Palm oil futures for April touched 2,555 ringgit a tonne in afternoon deals in Kuala Lumpur, their highest in nearly a month, before easing to close at 2,543 ringgit a tonne, a 1.2% gain on the day.


The headway came amid an oilseeds rally spurred by talk that much-needed rains for drought-tested crops in Argentina this weekend had fallen short of expectations in some areas, with dry conditions returning.


Mike Mawdsley at First Choice Commodities flagged, for Chicago ag futures, “higher calls due to disappointing rains in Argentina over the weekend”.


Argentina is the top exporter of soyoil - the soybean-derived rival vegetable oil to palm oil – besides being the biggest shipper of soymeal too.


Palm oil vs soyoil


However, Kuala Lumpur palm oil prices fared better than Chicago futures in soyoil, which for March added 1.1% to 32.30 cents a pound - with the outperformance reflecting Malaysia Palm Oil Board data showing Malaysian palm oil inventories of 2.55m tonnes last month.


That represented a decline of 6.7% month on month in stocks, the largest drop in a year, rather than the small increase of 0.6% to 2.75m tonnes that investors had expected.

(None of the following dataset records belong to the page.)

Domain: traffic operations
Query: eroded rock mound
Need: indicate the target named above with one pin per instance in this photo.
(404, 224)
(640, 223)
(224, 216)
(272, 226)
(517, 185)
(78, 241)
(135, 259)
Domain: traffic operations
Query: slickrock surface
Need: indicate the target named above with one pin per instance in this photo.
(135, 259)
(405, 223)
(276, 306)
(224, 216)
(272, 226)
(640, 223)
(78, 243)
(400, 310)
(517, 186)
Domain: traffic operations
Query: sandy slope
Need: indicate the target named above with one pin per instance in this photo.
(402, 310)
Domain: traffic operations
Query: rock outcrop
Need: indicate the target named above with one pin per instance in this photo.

While Malaysia’s production in January, down 13.5% month on month at 1.59m tonnes, fell a little less sharply than forecast in what is a seasonally weak time of year for output, exports of 1.51m tonnes far exceeded expectations.


Indeed, they rose by 6.0% from December, rather than dropping by 8.3% as forecast.


Tax boost


Expectations of a drop in Malaysian shipments last month had been stoked by data from cargo surveyors, with ITS putting the decline at 9.3%, and Societe Generale de Surveillance by 8.8%.


“Exports were significantly higher than we were expecting,” said Ivy Ng, regional head of agribusiness research at CIMB Investment Bank, adding that initial research suggested higher-than-forecast shipments to India, the top palm oil importer, as behind the discrepancy.


She also flagged the support to Malaysian shipments from a three-month suspension, from January, of export taxes, which had rendered the country’s exports “more competitive” compared with those from Indonesia, which has maintained a tax of $50 a tonne.


‘Exports could come off’


This dynamic offered hope for further support to exports in a month which, in February, provides the setback of Chinese new year, besides having fewer days than other months.


“Exports could come off become of Chinese new year,” Ms Ng said, with the festivities bringing an end to pre-holding stockpiling, besides meaning people off work.


Indeed, it may meant that Malaysia’s “palm oil stocks may already have peaked”, Ms Ng said, flagging the prospect of a drop in production this month, with February typically the weakest month for shipments.


Exports in the first 10 days of February, meanwhile, were up 14.7% month on month, data on Monday from ITS showed.


‘Slightly less bearish’


At London broker VSA Capital, analyst Ed Hugo said that “I’ve become slightly less bearish in my near-term outlook given we are now in the low production months and especially as the Malaysian three-month export tax holiday appears to be stimulating demand.


“Perhaps we will now see some short-term [palm oil] price strengthening.”


However, he added that looking further ahead, “I still remain a little concerned for the medium/long-term trend of palm oil exports, with the successful development of the Indonesian biodiesel sector key to future pricing”, in providing a demand source


Palm oil’s discount to soyoil has eased to about “$75 a tonne, from $90 a tonne last month, slightly decreasing the price competitiveness of palm oil”, Mr Hugo added.